「失敗の本質」

 「失敗の本質―日本軍の組織論的研究」という書籍を御存じの方は、今では、かなりのお年ではないでしょうか。 確か1984年頃に、社会人、中でも、企業や官庁に属する人に人気を博したものです。 
 実は、福島の原発事故に関わって一部で、この書籍を参照される方々がおられるようです。 私も、事故後にこの書籍の内容が浮かび、逐一明らかになって行く人災の様子に嘗ての日本軍の愚行を重ね併せて、第一線で命を的に死力を尽くす原発労働者(上層の幹部・科学者では無く)に、兵糧・弾薬が尽き果て屍を晒す無名の兵隊が重なりました。

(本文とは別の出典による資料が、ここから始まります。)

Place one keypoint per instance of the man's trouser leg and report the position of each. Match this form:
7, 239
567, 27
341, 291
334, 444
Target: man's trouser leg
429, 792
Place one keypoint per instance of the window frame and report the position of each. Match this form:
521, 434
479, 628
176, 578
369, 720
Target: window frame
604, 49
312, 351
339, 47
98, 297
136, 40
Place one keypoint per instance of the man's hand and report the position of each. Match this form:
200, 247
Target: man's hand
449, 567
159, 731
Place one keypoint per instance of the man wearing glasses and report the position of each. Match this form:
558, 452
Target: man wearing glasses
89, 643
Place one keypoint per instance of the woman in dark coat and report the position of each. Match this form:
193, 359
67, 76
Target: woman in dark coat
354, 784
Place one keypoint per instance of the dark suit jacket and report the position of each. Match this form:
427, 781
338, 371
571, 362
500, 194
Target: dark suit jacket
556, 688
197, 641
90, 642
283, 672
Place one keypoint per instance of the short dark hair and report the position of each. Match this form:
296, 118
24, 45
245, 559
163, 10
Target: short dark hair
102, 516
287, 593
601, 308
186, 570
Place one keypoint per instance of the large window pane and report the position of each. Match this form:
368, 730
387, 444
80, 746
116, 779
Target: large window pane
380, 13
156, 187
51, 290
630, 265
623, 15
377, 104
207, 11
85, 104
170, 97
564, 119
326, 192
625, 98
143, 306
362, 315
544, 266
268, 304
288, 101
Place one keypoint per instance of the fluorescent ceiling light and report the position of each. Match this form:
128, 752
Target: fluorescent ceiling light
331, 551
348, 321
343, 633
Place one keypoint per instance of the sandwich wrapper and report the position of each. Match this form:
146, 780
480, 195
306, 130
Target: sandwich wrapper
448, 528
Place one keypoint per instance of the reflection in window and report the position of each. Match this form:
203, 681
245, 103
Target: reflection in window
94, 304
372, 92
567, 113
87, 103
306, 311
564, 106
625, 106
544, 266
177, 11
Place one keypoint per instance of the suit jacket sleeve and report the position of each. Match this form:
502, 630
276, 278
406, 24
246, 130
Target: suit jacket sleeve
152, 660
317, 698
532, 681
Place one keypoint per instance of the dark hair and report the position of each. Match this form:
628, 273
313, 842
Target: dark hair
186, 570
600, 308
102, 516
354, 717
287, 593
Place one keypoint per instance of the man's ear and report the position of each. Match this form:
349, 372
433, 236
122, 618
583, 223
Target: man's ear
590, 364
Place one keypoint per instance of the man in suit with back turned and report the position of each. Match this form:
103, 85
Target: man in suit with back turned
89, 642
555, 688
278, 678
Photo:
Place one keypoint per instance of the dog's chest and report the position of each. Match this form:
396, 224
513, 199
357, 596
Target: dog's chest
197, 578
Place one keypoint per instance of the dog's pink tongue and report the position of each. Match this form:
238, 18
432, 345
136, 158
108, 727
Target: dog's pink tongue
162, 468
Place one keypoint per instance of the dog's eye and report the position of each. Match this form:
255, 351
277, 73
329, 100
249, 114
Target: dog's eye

 日中戦争からノモンハンでの紛争に亘る日本軍の悪弊は、英米に追い詰められると神がかりの様相を呈して、悪戯に第一線の兵士を死地に追いやる結果になりましたが、そもそも英米等と先端を開いても、戦争の結末に何の見通しも無く、従って、戦略的にも一貫した方針がありませんでした。 個々の戦闘では、敵である英米等が驚嘆するような敢闘精神を見せる日本兵も、集団としての日本軍になると実に愚劣な作戦を実施したのが実情であったようです。
 少し書籍を離れますが、米国に第一撃を加えた真珠湾攻撃にあっても、軍事問題を聊か齧ったと言えども素人である私が疑問に思う程の中途半端な攻撃しかしませんでした。 
 その昔に戦史を読みながら、猫のちょっかい程度の攻撃で、肝心の航空母艦を打ち漏らし、軍港の機能にも最大限の損害を与えずに逃げ帰るのでは、何のために長途ハワイまで遠征したのだろうと考えずにはおられませんでした。 その後に、この時に撃ち漏らした航空艦隊にミッドウエーで大敗を喫したのですから皮肉です。 そのミッドウエーの戦闘にあっても、本書に詳細があるように陸上攻撃か艦隊攻撃かを巡り混乱を極め、爆装の転換を、敵を目前に繰り返す阿保らしさには言葉もありませんでした。
 しかしながら「特攻」の真実には、私も、さすがに魂を揺さぶられ、それが実戦で如何ほどの損害を与えたのかを冷静に振り返ることが出来にくい心理ではありました。
 生き残った零戦の撃墜王であった坂井三郎氏が、敵状も不明のまま、事実上の特攻攻撃を命じられた折に、理不尽な命令に逆らい敵状不明として列機を率い基地に帰還された事実を氏の著書から知ったのも本書を読んだ当時でした。
 一兵卒として実際にフィリピンで銃剣突撃をした亡父からも、第一線の兵士の勇猛果敢さを彼の左脚の銃痕の由来と併せて重い口から聞いたこともありました。 しかしながら、日本軍の上層部の実態は、亡父のような一兵士には知るべくもなかったのですが、その命令が如何に理不尽であったかは、身を持って知ることになったのです。 何しろ、第一線で敵の侵攻を防御する兵に、兵糧の支給が無かったのですから。 
 しかし、この書籍の発行時も今も、大方の日本人は、戦争の結末は「物量の差」によるものであるとしか認識していません。 「物量の差」は当然のこととして存在したのですから、無視して戦争に踏み切った理由を分析するのが後世の我々の務めでありますし、日本軍の戦略の指針が第一線の兵士を死地に追いやった経過についても明らかにして後世の反省に繋げる必要があったのです。
 本書を再び紐解く必要があるようでは、どうやら、我々日本人は、第二次世界大戦後から何の進歩も無かったように思われます。